Les auteurs de l'étude prédisent un retour des hiérarchies et des accords bilatéraux préférentiels mais on peut penser que les effets pourraient être plus profonds en faveur d'une pluralité des systèmes (Un seul monde, plusieurs systèmes). Il faut souligner que Bernard Lietaer défend depuis quelque années cet argument du besoin d'une pluralité de monnaies, entre efficacité et capacité de résilience. Ce qui a toujours opposé l'écologie-politique aux anciennes idéologies plus ou moins totalitaires, c'est la valorisation de la diversité et du local qui prend au dépourvu les tendances étatistes et toutes les utopies simplificatrices.
En tout cas, les bienfaits de la modularité et de la relocalisation pourraient se faire sentir en premier lieu sur le plan monétaire effectivement : sortie de l'Euro pour pouvoir dévaluer sa dette ou monnaies locales pour maintenir l'activité locale malgré les désordres monétaires ? De quoi se méfier d'une monnaie mondiale qui ne serait pas du tout un gage de stabilité à long terme, contrairement aux apparences, car l'économie n'est pas stable et doit pouvoir s'ajuster aux cycles générationnels et situations locales.
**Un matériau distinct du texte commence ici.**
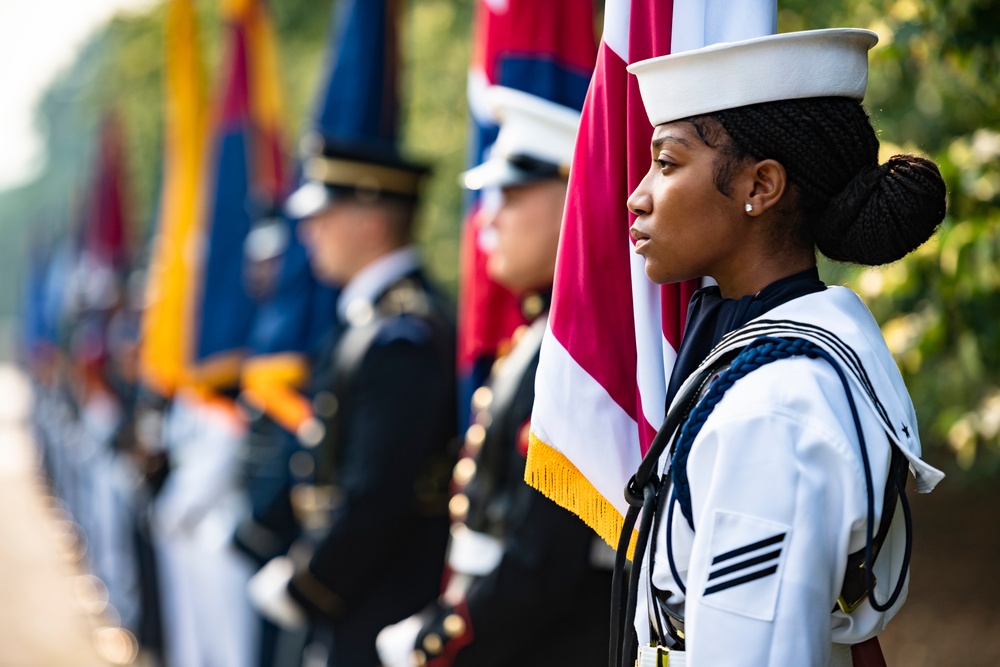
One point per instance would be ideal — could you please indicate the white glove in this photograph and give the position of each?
(268, 592)
(395, 643)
C'est l'erreur de tous les monétarismes d'isoler la monnaie des autres facteurs de production.
Il faudrait que cette crise qui est une crise de la globalisation, et pourrait donc s'étirer dans la durée, soit l'occasion d'une véritable réflexion sur l'altermondialisme, sur l'équilibre entre une mondialisation qui a ses avantages (y compris écologiquement) et la nécessaire pluralité des systèmes avec la préservation de leur autonomie relative, attirant l'attention sur une indispensable relocalisation enfin qui n'est pas assez prise au sérieux et dont les monnaies locales sont l'instrument privilégié (avec des coopératives municipales) à l'opposé d'un renfermement sur soi et d'une montée des nationalismes, qui risque d'être irrépressible, hélas.
Il faudrait que ce soit l'occasion de comprendre ce que signifie véritablement l'écologie-politique au-delà de la défense de l'environnement, et en quoi c'est notre avenir qui n'est peut-être pas à l'extension sans fin de la globalisation marchande.